Meranti, katakabar.com - Pemeritah Kepulauan Meranti lewat Dinas Pertanian dan Ketahanan Pangan terus meningkatkan kinerjanya.

Sektor Pertanian khususnya bidang ketahanan pangan yang didorong untuk mewujudkan petani yang handal di Kepulauan Meranti Riau. Caranya dengan memberikan pelayanan bibit yang diperoleh dari dana APBN.

"Pemerintah Kepulauan Meranti terus berupaya agar sektor pertanian dan peternakan menjadi terobosan baru, guna meningkatkan ekonomi masyarakat."

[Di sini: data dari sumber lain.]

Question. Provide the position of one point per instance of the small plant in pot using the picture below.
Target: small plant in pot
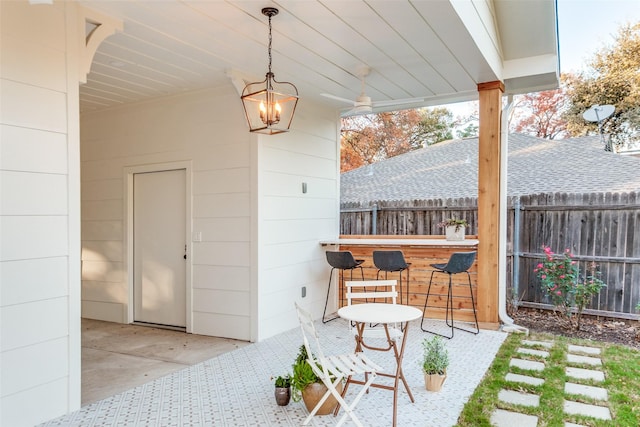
(282, 391)
(306, 386)
(435, 363)
(454, 228)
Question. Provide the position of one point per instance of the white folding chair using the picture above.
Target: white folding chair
(369, 291)
(333, 369)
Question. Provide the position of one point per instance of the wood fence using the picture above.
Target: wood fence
(597, 227)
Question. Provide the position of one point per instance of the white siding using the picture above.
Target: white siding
(292, 222)
(40, 336)
(197, 127)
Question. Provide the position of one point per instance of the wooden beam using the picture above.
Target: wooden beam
(489, 148)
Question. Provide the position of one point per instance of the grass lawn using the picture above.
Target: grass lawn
(620, 364)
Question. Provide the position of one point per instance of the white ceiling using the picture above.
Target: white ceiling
(438, 50)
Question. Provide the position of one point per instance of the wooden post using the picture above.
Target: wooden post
(489, 147)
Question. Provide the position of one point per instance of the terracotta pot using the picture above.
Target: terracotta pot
(312, 394)
(433, 382)
(283, 395)
(454, 235)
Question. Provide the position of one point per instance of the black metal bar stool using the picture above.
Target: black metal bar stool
(341, 260)
(459, 262)
(390, 262)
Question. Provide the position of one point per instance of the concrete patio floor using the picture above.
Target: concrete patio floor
(234, 388)
(117, 357)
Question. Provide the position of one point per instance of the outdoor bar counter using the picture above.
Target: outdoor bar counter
(420, 252)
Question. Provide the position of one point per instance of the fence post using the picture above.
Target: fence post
(515, 280)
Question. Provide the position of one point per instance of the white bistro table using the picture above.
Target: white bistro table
(385, 314)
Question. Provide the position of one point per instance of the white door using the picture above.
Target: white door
(159, 247)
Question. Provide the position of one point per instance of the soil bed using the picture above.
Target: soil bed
(618, 331)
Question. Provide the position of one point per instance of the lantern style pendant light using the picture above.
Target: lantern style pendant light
(269, 105)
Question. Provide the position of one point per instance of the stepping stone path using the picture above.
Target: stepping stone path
(577, 355)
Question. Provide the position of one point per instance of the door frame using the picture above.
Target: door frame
(129, 172)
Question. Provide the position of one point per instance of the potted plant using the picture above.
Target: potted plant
(454, 228)
(435, 362)
(283, 389)
(306, 385)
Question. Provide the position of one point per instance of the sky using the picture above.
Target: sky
(585, 26)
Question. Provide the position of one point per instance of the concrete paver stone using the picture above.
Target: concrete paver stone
(502, 418)
(584, 349)
(532, 352)
(518, 398)
(593, 361)
(528, 365)
(584, 374)
(531, 343)
(598, 393)
(525, 379)
(578, 408)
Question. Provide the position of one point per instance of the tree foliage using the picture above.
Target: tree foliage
(541, 114)
(370, 138)
(612, 78)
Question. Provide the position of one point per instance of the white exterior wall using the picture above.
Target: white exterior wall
(235, 272)
(39, 213)
(291, 223)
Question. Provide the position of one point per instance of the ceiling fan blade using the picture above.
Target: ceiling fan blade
(337, 98)
(394, 102)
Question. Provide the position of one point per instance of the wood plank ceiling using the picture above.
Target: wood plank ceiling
(415, 49)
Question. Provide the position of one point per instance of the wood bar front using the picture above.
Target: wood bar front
(420, 252)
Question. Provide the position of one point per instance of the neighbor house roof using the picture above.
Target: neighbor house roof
(450, 170)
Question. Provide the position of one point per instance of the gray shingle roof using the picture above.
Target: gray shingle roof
(450, 170)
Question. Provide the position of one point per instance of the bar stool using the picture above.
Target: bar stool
(391, 262)
(341, 260)
(459, 262)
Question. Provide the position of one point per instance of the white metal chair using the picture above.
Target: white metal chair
(333, 369)
(361, 291)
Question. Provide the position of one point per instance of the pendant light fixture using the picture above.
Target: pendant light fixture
(269, 105)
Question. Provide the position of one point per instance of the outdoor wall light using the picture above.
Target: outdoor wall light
(269, 105)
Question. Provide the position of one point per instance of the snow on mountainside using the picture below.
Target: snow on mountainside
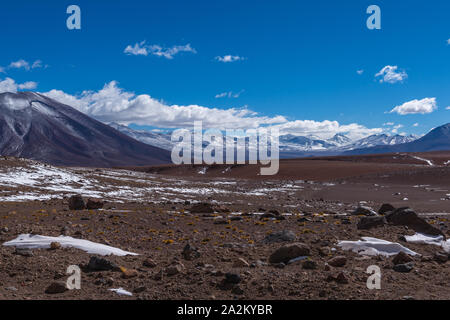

Untuk meraih kejayaan bidang pertanian, digenjot lewat produksi dengan bantuan bibit yang diperoleh untuk para petani, kata Kadis Pertanian Kabupaten Kepulauan Meranti, Arief Rahman Hakim kepada katakabar.com saat dikonfirmasi di kantornya, pada Senin (16/11).

Upaya menggenjot sektor pertanian ujar Arief, meningkatkan hasil panen petani yang sangat membantu daerah. Lewat ini Pemkab Meranti dari tahun ke tahun mendorong hasi sektor pertanian.

Lantaran sektor ini dianggap mumpuni mengangangkat ekonomi masyarakat menunjang kesejahteraan di 'Negeri Sagu'.

"Kita sadari, sektor ini menjadi kebutuhan mendasar untuk mendukung perekonomian dan kesejahteraan masyarakat di Kepulauan Meranti," jelasnya.

Dinas Pertanian Kepulauan Meranti menjalankan program dan mengelola dengan baik dan benar serta tepat sasaran.
Meski impian dan harapan ini masih proses, tapi perlu dipersiapkan petani handal, dengan mengoptimalkan
lahan rawa dua kali panen.

"Mengoptimalkan lahan rawa dua kali panen di lokasi yang sama dilakukan di awal dan akhir tanam," bebernya.

Kepala Bidang Kabid tanaman pangan, Quratur Aini menimpali, kita sudah dapat bantuan berupa bibit padi, dan bibit lainnya. Ini berlanjut secara berkala setiap tahunnya.

"Bantuan ini dari Provinsi Riau dan dari APBN Pusat, seperti bibit pupuk, kapur petertanian, racun rumput, organik cair 1500 liter, Racun 1500 liter, benih bibit, 50 ton , Kapur 150 ton, organik 1500 liter, pupuk MPK, 100 ton," rinci Quratur Aini.

Setiap ada kegiatan pertanian lanjut Aini, kita dapat bantu dari APBN. Tapi tidak setiap tahun dan kita minta porsinya. Bantuan dari APBN benih untuk lahan seluas 300 hektar. Bibit digunakan untuk seluruh petani se Kepulauan Meranti.

"Bantuan ini hendaknya bisa berlanjut, meski semua tergantung dari pusat sesuai bagian porsi yang dapat."

Biar efektif dan optimal, para petani sebelum ada kegiatan diberi sosialisasi dan pembekalan ilmu, sebutnya.